Qingxi’s eyes darted to the swirling circle of movement about her, watching as it stopped dead in its tracks.

“Shit,” she mouthed.

It burst from the snow where it froze, leaping and lunging and chomping at the bit to ensnare Walid in its jaws.

She rushed forward to intercept it, falling onto the snow as her frozen clothes fought her movements once more.

Walid’s back slammed into the palisade behind him, sending fragments of fabric and ice in all directions as the fangs of the hound crushed up the gauntlets of ice he had formed about his arms.

“Mr Walid!” Rumi called, peering out over the window and trying her best to withstand the bullets of water that barraged her soaking wet, near frozen, chullo.

“I… I have an idea.”

She turned to look at Soleiman, two cartridges clutched in his right hand as he held the muzzle of Qingxi’s heavy gun upwards.

Back on the battlefield, Qingxi sprinted towards Walid, lifting her water-logged pants as best as she could through the mushy snow as the hound pounded him again and again against the palisade behind him.

It yanked him from the wall, thrashing him about and trying to lift him off of his feet in some instances.

Qingxi set her blade square, trying with all her might to muster up enough wind to propel herself the last few metres.

But Walid had already been thrown off of his feet, and before even the tiniest of eddies were able to form he had already been lifted high up into the air– higher than even the sharp ends of the palisade.

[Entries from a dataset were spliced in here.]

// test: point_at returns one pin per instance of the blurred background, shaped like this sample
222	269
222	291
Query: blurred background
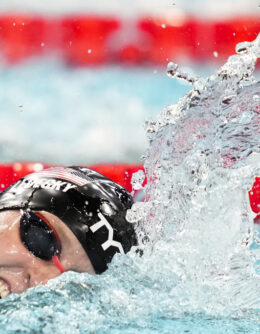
78	79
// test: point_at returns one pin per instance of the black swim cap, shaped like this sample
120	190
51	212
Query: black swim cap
91	205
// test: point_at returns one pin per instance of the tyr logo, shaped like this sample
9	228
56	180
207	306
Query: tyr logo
110	242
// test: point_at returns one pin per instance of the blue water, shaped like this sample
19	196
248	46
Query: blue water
57	114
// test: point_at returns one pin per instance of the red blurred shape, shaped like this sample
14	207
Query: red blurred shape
120	173
130	54
11	172
254	195
171	39
21	37
84	38
230	33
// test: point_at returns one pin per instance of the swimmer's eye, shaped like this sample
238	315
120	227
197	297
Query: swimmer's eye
40	238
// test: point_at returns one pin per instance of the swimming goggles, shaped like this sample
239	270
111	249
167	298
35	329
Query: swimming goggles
40	238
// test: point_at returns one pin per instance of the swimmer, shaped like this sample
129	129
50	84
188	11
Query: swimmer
61	219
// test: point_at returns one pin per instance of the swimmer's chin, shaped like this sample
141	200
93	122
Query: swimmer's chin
5	288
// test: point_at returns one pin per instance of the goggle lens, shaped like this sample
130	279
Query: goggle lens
39	237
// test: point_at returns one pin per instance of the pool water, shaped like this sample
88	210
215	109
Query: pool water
79	115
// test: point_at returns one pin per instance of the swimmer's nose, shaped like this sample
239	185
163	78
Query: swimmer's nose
42	272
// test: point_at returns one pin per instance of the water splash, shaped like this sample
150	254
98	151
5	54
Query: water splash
204	154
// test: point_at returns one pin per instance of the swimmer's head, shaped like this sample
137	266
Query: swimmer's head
92	206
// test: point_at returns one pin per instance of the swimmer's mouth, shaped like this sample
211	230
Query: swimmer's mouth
4	289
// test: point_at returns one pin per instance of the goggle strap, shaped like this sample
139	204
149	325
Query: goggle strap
58	264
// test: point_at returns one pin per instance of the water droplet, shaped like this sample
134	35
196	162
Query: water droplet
138	180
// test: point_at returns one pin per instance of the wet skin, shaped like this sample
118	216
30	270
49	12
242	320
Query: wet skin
20	269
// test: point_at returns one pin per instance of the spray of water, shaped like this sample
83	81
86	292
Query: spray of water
203	157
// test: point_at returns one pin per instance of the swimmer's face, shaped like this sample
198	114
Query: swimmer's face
20	269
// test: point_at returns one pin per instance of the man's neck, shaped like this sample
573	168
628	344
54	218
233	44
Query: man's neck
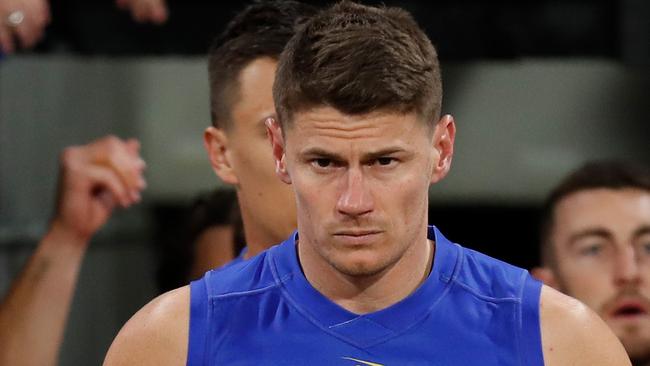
644	362
366	294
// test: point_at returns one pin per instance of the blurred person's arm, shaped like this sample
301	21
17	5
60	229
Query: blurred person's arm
93	180
154	11
22	20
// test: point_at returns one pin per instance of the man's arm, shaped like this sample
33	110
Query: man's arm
572	334
157	335
93	179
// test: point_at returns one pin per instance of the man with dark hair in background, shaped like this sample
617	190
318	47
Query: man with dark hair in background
596	247
241	66
360	137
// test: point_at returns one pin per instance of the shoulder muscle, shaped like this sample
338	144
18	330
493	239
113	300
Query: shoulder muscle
572	334
156	335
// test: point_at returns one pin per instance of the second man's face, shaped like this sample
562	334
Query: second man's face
265	201
602	244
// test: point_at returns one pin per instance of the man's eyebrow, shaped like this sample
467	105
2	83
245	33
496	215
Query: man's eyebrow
643	230
383	152
321	153
597	232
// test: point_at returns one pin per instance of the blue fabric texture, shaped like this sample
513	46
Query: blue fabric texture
471	310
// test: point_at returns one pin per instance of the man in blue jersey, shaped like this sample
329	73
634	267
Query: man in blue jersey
596	247
364	281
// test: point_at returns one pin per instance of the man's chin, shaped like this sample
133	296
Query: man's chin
359	268
635	337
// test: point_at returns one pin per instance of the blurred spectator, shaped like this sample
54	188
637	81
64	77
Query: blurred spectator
23	21
210	237
94	179
154	11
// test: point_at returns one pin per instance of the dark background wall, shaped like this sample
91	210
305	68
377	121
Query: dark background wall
537	88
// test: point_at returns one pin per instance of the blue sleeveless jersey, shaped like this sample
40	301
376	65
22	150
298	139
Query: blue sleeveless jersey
471	310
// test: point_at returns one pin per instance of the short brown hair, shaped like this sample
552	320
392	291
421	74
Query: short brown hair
606	174
359	59
262	29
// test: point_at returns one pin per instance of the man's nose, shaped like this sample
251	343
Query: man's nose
627	271
355	198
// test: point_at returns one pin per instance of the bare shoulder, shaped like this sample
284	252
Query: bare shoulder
156	335
572	334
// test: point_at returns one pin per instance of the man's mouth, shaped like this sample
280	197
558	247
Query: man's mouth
356	236
628	309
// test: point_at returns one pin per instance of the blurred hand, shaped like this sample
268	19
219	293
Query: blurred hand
35	17
93	180
154	11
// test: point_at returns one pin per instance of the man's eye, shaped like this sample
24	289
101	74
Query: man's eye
385	161
591	250
322	163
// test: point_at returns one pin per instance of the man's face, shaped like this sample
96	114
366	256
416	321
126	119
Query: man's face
267	205
602	251
361	185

Then, Soleiman’s figure emerged from the window directly above the two of them, the glint of his gun barrel shining briefly as he pointed it directly towards the top of the hound’s skull.

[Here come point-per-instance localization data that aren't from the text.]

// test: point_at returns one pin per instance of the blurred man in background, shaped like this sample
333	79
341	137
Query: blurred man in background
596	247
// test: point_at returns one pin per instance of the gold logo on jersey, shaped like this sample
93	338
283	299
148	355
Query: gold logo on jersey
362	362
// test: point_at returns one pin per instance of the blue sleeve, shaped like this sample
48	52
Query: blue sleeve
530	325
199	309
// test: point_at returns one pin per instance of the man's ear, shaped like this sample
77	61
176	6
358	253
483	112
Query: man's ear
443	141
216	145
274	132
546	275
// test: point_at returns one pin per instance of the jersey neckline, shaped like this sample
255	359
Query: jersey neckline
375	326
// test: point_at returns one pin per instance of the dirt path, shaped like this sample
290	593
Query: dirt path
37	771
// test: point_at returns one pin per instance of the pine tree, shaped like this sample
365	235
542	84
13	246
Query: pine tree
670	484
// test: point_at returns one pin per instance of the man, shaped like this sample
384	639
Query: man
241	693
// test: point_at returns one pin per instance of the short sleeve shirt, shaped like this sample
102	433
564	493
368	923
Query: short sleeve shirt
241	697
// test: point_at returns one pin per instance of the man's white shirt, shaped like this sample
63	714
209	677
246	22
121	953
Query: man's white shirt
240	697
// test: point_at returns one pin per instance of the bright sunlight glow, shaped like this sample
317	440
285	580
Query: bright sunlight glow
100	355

The gun’s hammer slammed against its frizzen, the entire mechanism still dry and unspoiled by the rain. The shower of sparks that sprung forth from the clink then poured into the gun’s flashpan, finally setting off the three cartridge’s worth of gunpowder in a singular shot.

The three bullets thundered from the smoking mouth of the heavy musket, their flattened forms smashing against the hound’s skull and blowing bits of flesh and bone apart as though they were raindrops slamming into the ocean’s rippling, liquid surface.

And just like that, the rain fell silent– and the Fiend’s great, shaggy, lifeless form collapsed onto the wet snow beneath its feet.